You must apply through your lender for forgiveness on your loan.

You must include:

  • Documentation verifying the number of employees on payroll and their pay rates, including IRS payroll tax filings and state income, payroll, and unemployment filings.
  • Documentation verifying payments on covered mortgage obligations, lease obligations, and utilities.
  • Certification from a representative of your organization that is authorized to certify that the documentation provided is true and that the amount that is being forgiven was used in accordance with PPP’s guidelines.
Forgiveness on a covered loan is equal to the sum of the following payroll costs incurred during the covered 8-week period compared to the previous year or time period, proportionate to maintaining employees and wages (excluding compensation over $100,000).
  • This includes payroll costs, plus any payment of interest on mortgage obligation (not prepayment or payment of principal), plus any payment of any covered rent obligation, plus any covered utility payment.
  • As we understand it, compensation is forgiven up to $100,000 per employee.
  • For example, if an employee’s salary is $120,000, the amount not forgiven would be $20,000.

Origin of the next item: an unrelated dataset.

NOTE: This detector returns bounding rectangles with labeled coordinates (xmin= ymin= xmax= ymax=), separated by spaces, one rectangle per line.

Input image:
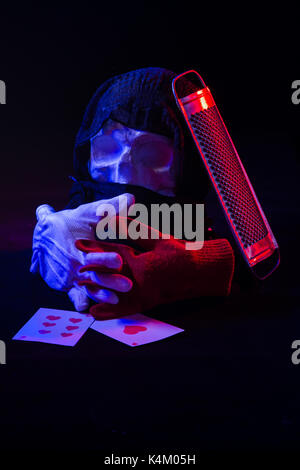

You may include payments made to 1099 contractors when calculating payroll costs, but any amount used to pay 1099 contractors from the loan will not be forgiven.

Any loan amount that is not forgiven at the end of one year is carried forward as an ongoing loan with max terms of 10 years, at a max 4% interest.

Principal and interest will continue to be deferred for a total of 6 months to a year after disbursement of the loan.

No. An entity is limited to one PPP loan.

Each loan will be registered under a taxpayer identification number with the SBA to prevent disbursement of multiple loans to the same entity.

All current SBA 7(a) lenders are authorized to disburse PPP loans.

The Department of Treasury will be in charge of authorizing new lenders, including non-bank lenders, to help meet the needs of small business owners.